Nein, der Ausgangspunkt war ganz klar der Einmarsch Russlands in die Ukraine. Ich war damals mit meinem vorherigen Film Black Mambas unterwegs, und es erschien mir plötzlich absurd, einen Film über Südafrika zu präsentieren, während ich selbst aus Russland komme und dort solche Dinge passieren. Für mich war schnell klar, dass ich mich in den nächsten Jahren mit diesem Thema beschäftigen würde.
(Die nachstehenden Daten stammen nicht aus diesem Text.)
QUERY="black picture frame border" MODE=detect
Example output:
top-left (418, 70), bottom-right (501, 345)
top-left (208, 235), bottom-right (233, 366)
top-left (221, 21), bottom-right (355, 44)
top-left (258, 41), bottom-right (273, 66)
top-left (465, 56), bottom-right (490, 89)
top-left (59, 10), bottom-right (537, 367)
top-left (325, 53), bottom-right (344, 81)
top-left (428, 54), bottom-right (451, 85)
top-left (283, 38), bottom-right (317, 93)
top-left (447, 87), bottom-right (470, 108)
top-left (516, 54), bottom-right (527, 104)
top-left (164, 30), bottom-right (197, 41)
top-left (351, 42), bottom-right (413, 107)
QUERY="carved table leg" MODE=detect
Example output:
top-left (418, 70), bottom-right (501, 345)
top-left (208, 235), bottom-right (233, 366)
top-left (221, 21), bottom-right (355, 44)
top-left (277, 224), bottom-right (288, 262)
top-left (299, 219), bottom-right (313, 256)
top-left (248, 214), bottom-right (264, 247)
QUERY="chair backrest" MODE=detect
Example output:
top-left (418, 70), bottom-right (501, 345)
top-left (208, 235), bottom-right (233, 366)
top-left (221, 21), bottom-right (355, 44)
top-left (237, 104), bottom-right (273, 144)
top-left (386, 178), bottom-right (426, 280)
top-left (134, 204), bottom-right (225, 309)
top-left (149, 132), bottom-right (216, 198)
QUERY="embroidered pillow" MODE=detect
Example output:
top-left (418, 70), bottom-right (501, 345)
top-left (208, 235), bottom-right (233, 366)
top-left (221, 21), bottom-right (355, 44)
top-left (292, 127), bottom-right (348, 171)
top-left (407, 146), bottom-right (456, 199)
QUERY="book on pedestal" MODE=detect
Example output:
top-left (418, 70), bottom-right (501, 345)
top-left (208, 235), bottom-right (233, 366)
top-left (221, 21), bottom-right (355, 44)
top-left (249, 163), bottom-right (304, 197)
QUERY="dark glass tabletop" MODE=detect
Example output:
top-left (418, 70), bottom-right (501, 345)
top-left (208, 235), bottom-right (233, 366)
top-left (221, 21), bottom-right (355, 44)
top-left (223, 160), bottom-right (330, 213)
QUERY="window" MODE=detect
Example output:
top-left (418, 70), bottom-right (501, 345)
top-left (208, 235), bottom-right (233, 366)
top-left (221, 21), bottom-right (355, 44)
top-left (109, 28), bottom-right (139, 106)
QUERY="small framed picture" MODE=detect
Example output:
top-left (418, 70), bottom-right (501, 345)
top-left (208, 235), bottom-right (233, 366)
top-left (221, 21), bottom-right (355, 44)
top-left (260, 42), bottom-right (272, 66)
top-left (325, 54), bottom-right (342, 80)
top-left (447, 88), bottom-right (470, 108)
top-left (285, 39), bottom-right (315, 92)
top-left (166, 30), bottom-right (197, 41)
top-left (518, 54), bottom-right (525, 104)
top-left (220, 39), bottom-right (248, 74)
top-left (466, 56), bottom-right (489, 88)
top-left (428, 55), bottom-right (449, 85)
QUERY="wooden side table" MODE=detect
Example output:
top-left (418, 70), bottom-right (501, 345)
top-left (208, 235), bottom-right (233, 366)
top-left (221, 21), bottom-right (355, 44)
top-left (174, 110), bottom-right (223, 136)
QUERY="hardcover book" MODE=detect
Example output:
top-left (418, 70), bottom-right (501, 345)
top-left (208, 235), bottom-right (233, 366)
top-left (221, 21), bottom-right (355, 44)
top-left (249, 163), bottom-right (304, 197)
Ihre Protagonist:innen arbeiten bei einer psychologischen Telefonhotline. Wie sind Sie auf diese Menschen gestoßen?
Tatsächlich eher zufällig. Ich bin über einen Artikel in einer oppositionellen Zeitung auf die Hotline aufmerksam geworden – Anfang März 2022, kurz nach Kriegsbeginn. Ich hatte sofort das Gefühl, dass darin ein möglicher Zugang zu einem Film über Russland liegen könnte. Ich habe dann die Leiterin der Hotline kontaktiert, und es gab schnell großes Interesse an dem Projekt. Ich durfte alle Mitarbeitenden interviewen und habe dann – wie im Dokumentarfilm üblich – nach den Menschen gesucht, die die Konflikte am stärksten verkörpern. Mir war wichtig, welche Haltung die Personen vertreten. Ich wusste von Anfang an, dass ich den inneren Konflikt erzählen wollte: die Frage, wie man in einer solchen Situation noch neutral bleiben kann. Menschen, die dem Krieg unkritisch gegenüberstehen, wollte ich in diesem Film keine Plattform gegeben.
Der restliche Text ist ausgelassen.